Jack (Tom Cruise) has a fairly unusual job at the beginning of "Oblivion." In a scorched Earth that has been devoured by war and taken over by "scavengers," he works for the few remaining humans, who have mostly scattered to the moons of Saturn. The rest, we're told, are hovering in an enormous space station that oversees Jack's job and prepares for the full transition to the outer part of the solar system.

Also with him on his lonely mission is Victoria (Andrea Riseborough), a beautiful project manager who gets to sit in the comfort of the office while Jack tools around with all the dangerous stuff down below.

In their station high above the clouds, we get a sense of the lost beauty of Earth, and the early scenes between Victoria and Jack give us the feeling that something is just off despite the visual extravagance we're showered with.

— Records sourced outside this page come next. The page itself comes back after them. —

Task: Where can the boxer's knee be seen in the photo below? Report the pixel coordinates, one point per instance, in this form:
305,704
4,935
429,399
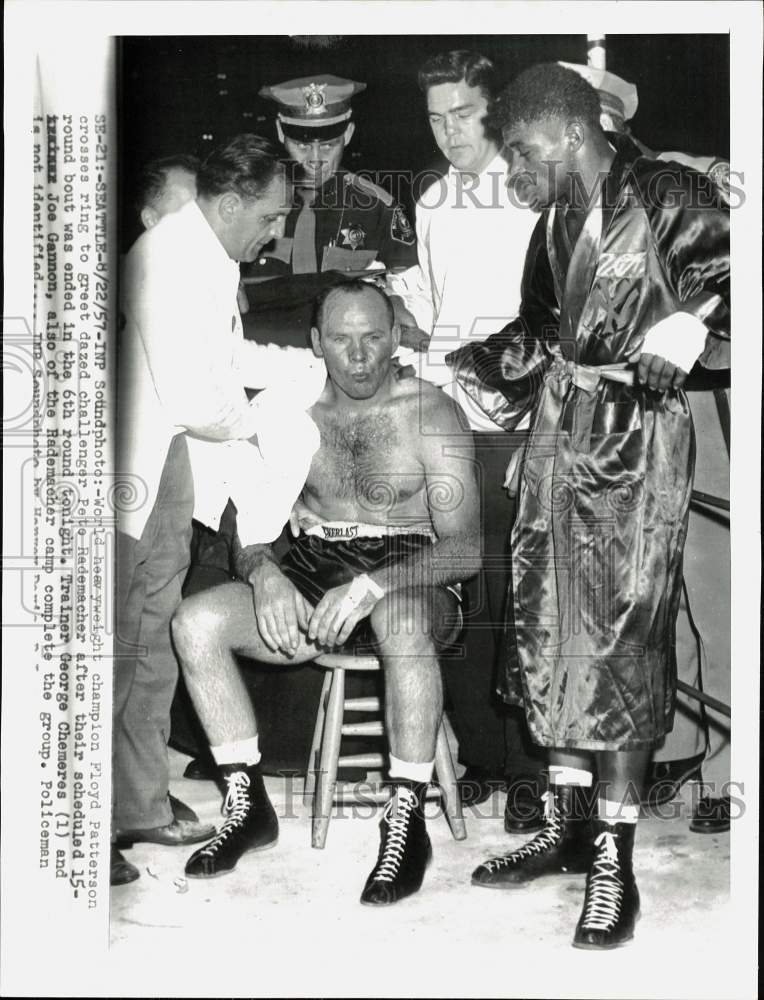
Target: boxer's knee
404,621
198,622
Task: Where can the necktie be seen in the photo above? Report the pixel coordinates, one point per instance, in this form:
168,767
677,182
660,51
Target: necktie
304,251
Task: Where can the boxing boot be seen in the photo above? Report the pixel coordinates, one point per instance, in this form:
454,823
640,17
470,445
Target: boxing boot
611,903
404,851
250,823
563,847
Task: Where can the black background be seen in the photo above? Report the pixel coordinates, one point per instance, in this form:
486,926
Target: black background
176,90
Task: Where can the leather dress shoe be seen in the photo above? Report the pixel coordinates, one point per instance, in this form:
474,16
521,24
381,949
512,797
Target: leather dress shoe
664,779
122,870
181,811
476,785
524,809
201,769
175,834
711,815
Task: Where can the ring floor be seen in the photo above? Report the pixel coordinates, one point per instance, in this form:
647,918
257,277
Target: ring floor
288,921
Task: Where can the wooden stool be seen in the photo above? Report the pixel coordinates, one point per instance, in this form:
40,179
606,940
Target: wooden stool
321,773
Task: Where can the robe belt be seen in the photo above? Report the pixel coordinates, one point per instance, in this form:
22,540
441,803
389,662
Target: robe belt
538,456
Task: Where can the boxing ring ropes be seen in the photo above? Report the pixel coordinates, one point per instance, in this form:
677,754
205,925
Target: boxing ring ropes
596,58
702,501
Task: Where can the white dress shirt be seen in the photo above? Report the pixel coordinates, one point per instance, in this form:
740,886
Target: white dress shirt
183,366
471,243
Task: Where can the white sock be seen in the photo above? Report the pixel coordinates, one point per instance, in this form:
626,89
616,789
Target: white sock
241,752
559,774
421,773
612,812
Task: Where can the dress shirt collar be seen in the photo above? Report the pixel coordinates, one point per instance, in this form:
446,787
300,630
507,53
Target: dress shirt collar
498,165
191,218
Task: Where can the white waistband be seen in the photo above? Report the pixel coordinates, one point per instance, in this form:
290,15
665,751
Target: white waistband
342,531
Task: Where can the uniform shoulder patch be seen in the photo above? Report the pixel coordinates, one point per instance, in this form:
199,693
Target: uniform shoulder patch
364,184
400,227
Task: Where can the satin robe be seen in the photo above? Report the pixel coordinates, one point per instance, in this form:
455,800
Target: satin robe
605,483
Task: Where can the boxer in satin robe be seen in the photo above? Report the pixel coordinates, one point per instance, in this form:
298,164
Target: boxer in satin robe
627,277
605,482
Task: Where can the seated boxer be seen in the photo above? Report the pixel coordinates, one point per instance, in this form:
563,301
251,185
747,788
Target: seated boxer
392,502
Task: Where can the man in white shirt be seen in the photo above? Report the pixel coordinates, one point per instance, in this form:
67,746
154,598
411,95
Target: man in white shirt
183,368
472,237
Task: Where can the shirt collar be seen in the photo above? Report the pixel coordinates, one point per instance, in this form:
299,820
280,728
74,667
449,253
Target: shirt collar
191,217
497,165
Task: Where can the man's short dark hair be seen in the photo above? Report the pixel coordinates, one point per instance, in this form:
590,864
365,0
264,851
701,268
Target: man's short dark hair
356,287
152,179
458,65
547,90
246,166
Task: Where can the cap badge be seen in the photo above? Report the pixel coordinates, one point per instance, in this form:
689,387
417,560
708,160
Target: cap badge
353,236
314,98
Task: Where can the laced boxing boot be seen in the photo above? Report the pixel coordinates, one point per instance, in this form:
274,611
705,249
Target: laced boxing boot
250,823
611,903
404,851
563,847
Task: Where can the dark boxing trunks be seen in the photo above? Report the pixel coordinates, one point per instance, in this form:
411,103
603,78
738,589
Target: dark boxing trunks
315,565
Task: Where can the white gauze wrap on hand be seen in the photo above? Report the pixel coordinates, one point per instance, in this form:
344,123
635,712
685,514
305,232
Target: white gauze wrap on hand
679,338
359,588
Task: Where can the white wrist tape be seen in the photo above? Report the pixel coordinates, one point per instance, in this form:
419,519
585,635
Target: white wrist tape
679,338
363,585
359,588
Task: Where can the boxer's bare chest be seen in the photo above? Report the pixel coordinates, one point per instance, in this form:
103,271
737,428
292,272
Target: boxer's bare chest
366,467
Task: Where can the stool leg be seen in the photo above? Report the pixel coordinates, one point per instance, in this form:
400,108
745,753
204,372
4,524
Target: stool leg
326,779
446,775
315,746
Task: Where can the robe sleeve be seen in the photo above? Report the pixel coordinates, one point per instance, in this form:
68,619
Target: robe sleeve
503,374
691,234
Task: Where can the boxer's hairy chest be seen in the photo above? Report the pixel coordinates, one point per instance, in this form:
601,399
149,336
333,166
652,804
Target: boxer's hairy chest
367,466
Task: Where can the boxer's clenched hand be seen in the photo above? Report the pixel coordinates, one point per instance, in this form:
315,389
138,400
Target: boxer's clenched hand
280,609
658,373
337,614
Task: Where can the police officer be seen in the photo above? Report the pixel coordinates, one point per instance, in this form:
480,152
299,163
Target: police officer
342,223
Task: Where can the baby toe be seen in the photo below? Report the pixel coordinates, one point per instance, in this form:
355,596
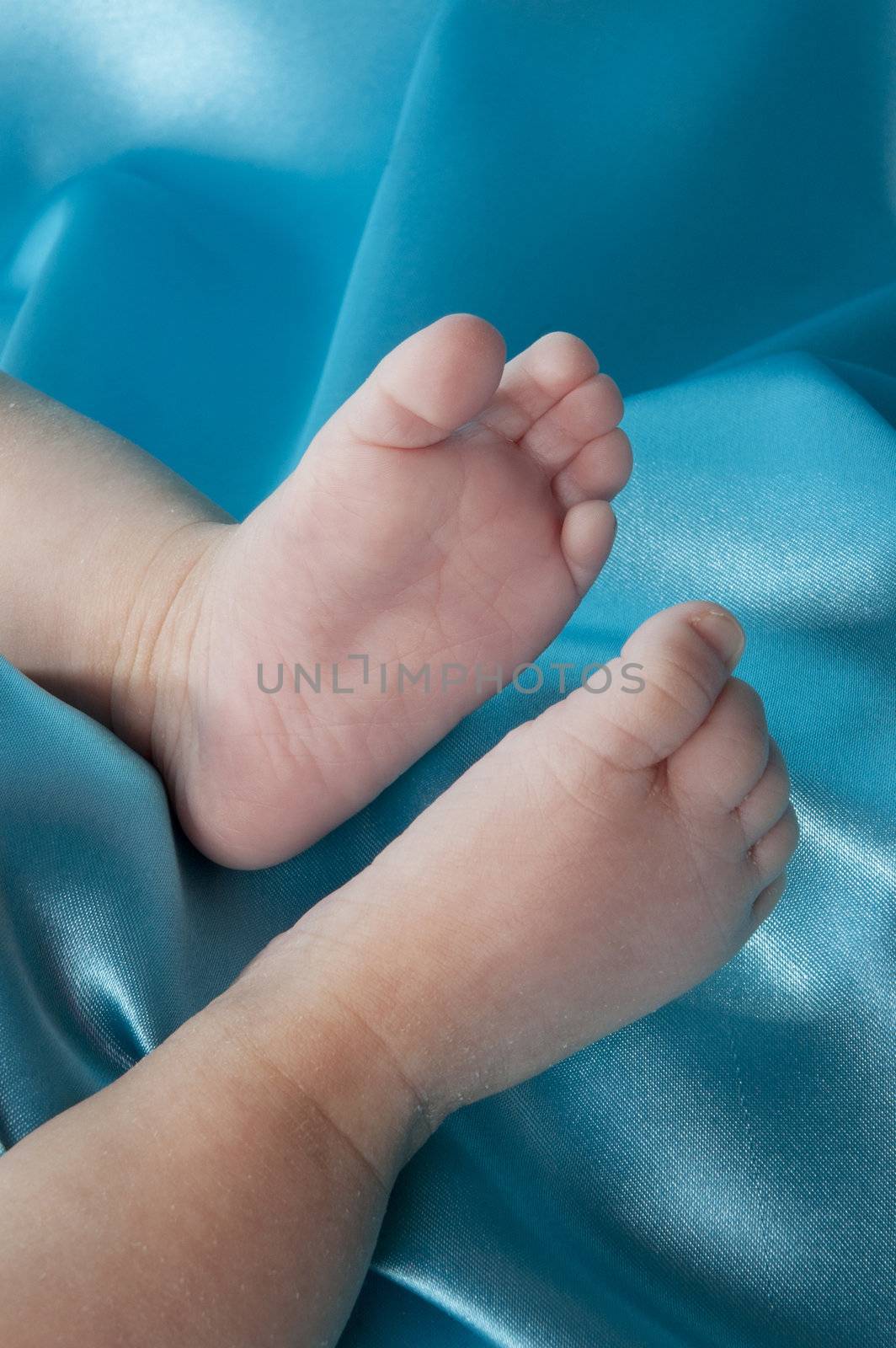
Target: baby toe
597,472
536,379
727,755
775,848
768,800
588,411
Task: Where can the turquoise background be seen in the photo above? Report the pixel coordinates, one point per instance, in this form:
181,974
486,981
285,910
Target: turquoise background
213,219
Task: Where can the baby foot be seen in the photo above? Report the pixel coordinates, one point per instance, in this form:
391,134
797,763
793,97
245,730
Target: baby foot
449,516
599,862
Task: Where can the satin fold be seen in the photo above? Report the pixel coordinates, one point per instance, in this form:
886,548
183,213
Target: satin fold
213,220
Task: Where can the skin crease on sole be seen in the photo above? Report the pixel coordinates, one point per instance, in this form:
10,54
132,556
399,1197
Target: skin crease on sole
453,511
623,848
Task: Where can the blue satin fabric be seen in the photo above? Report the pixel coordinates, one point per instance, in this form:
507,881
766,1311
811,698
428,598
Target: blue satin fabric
215,219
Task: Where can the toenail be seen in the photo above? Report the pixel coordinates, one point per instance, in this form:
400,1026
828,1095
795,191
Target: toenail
723,633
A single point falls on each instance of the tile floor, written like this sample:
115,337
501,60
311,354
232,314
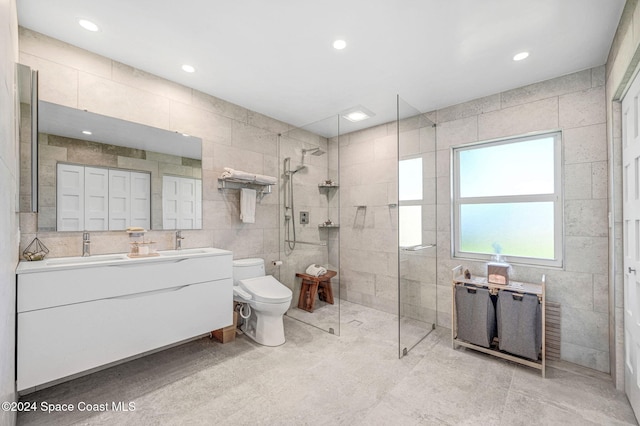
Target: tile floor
320,379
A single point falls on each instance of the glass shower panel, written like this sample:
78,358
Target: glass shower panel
309,216
416,226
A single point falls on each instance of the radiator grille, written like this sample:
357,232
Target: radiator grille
552,342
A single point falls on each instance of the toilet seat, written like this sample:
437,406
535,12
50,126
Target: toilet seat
267,289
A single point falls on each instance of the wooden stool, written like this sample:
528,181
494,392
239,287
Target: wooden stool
311,286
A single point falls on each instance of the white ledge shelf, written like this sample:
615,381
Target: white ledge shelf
262,188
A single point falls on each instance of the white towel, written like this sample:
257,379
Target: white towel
249,177
248,205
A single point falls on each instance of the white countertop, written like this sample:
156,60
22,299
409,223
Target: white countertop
62,263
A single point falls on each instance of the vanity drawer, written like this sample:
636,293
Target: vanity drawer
58,342
40,290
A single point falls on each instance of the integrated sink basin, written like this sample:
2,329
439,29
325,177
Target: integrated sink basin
116,259
85,260
184,252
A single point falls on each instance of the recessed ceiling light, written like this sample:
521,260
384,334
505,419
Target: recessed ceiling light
188,68
356,116
339,44
88,25
520,56
357,113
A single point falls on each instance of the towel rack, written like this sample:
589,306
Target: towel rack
262,188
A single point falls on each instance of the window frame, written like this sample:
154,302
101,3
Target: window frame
557,198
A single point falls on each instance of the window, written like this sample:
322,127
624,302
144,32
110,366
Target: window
410,196
507,199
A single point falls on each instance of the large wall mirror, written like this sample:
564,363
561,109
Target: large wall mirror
101,173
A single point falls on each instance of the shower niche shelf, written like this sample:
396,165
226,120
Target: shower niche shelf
330,225
332,185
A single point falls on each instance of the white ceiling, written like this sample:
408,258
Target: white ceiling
276,57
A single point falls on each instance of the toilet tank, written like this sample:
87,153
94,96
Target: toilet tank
247,268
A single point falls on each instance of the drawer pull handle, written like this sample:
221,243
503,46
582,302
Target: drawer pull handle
148,293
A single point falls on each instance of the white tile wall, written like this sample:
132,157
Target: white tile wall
574,103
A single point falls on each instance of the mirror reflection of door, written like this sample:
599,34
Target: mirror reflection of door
100,199
180,203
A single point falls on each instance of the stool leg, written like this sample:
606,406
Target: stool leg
328,291
313,290
304,288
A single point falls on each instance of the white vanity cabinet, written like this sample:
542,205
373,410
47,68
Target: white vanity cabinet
74,318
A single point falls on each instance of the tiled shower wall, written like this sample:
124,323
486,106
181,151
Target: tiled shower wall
9,175
232,137
575,104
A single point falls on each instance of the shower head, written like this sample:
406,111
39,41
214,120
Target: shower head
314,151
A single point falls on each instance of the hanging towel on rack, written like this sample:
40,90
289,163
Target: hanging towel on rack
248,205
230,173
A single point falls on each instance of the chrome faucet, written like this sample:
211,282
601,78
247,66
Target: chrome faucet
86,244
179,239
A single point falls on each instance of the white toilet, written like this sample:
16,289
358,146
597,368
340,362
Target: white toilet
268,298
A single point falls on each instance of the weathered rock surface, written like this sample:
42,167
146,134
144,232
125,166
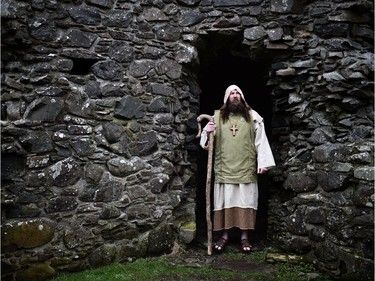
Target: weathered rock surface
98,124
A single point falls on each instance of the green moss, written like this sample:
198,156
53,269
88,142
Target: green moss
27,234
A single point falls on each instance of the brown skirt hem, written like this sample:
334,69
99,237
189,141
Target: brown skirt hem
234,217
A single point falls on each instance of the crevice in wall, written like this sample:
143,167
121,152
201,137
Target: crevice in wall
82,66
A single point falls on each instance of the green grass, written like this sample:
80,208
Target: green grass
157,269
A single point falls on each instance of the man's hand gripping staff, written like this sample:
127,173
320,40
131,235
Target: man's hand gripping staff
210,128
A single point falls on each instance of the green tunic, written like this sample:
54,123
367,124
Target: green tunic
235,156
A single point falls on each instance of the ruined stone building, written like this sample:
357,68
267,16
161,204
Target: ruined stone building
100,161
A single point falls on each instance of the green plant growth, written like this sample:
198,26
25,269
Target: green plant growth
164,268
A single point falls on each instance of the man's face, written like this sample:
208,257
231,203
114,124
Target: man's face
234,97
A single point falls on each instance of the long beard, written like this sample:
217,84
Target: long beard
235,108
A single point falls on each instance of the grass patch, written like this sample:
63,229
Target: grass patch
157,269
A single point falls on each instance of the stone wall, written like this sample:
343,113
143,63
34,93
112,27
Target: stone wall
99,107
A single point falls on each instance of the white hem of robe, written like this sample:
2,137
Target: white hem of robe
244,195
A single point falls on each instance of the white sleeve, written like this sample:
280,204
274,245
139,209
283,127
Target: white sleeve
264,152
204,140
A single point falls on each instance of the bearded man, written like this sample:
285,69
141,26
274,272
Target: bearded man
241,150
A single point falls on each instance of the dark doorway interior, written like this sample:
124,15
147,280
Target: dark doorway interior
219,68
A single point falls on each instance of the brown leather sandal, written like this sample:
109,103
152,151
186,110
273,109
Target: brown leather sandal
220,244
246,246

With an Earth now covered with radiation and dangerous scavengers that want to kill him, Jack and Victoria do a completely thankless job. In a fairly hokey scene near the beginning, Cruise tries to lift his spirits by recanting a Super Bowl from long ago, though he's left to fill in the details for himself and we get a sense that the psychological isolation is starting to take its toll. For someone smart and well-trained, Jack also has a funny way of falling very easily into the scavengers' traps. While this provides a few cheap thrills for the audience, it doesn't do much in suggesting that Jack is the right person for the job.

Thanks to the various twists and turns, "Oblivion" is also one of those movies nearly impossible to discuss without giving at least something away. Anyone who saw a preview before heading into the theater will know that Morgan Freeman is involved in some shape or form, and "Oblivion" does have some fun making him the charismatic leader of a small group of humans left on Earth.

As Beech, Freeman seems to be more like he's at playtime than someone responsible for the entire human race, but the movie is actually better for his levity. As the wise elder statesman, Beech gently prods Jack into figuring out a bit more about his world, calling on him to question the truths he has accepted as fact. Freeman does his best to suggest he's the great man that writer/director Kosinski wants him to be, though his character is so limited it ends up being little more than a bloated cameo.

But one of the biggest problems "Oblivion" has is with its killer drones. At first, they're nothing short of loud and terrifying, giving us a few tense early scenes that provide a frightening look into Jack's everyday life. When it gets down to the heavy shootouts, though, "Oblivion" loses its credibility as we see that the drones are little more than dimwitted terminators that can fly. For all the pomp and circumstance, they end up being not much more deadly than firecrackers, which might startle the easily perturbed but aren't much of an actual threat.

This is a movie where good guys are constantly down to their last breath, only to have someone else come out of absolutely nowhere to save the day. Once or maybe twice can be swallowed, but making that a habit is a good way to cheapen the drama.

Despite its limitations, though, some sci-fi lovers will still enjoy picking out the revolving door of sci-fi influences, from Kubrick's "2001" and "Star Wars" to "Alien" and even Andrey Tarkovsky's mind-bending "Solaris." The problem is that "Oblivion" is so busy reworking themes and visual clues from other sci-fi films that it scarcely ever strikes out on its own.

Considering that "Oblivion" started with a grandeur that hinted at great things to come, it's difficult to stomach a plot that devolves into shootouts with flying mechanical balls. Director Kosinski shows that he has some visual flair and loves the sci-fi films of yesterday, but "Oblivion" turns out to be a forgettable sci-fi adventure that never makes good on its promises.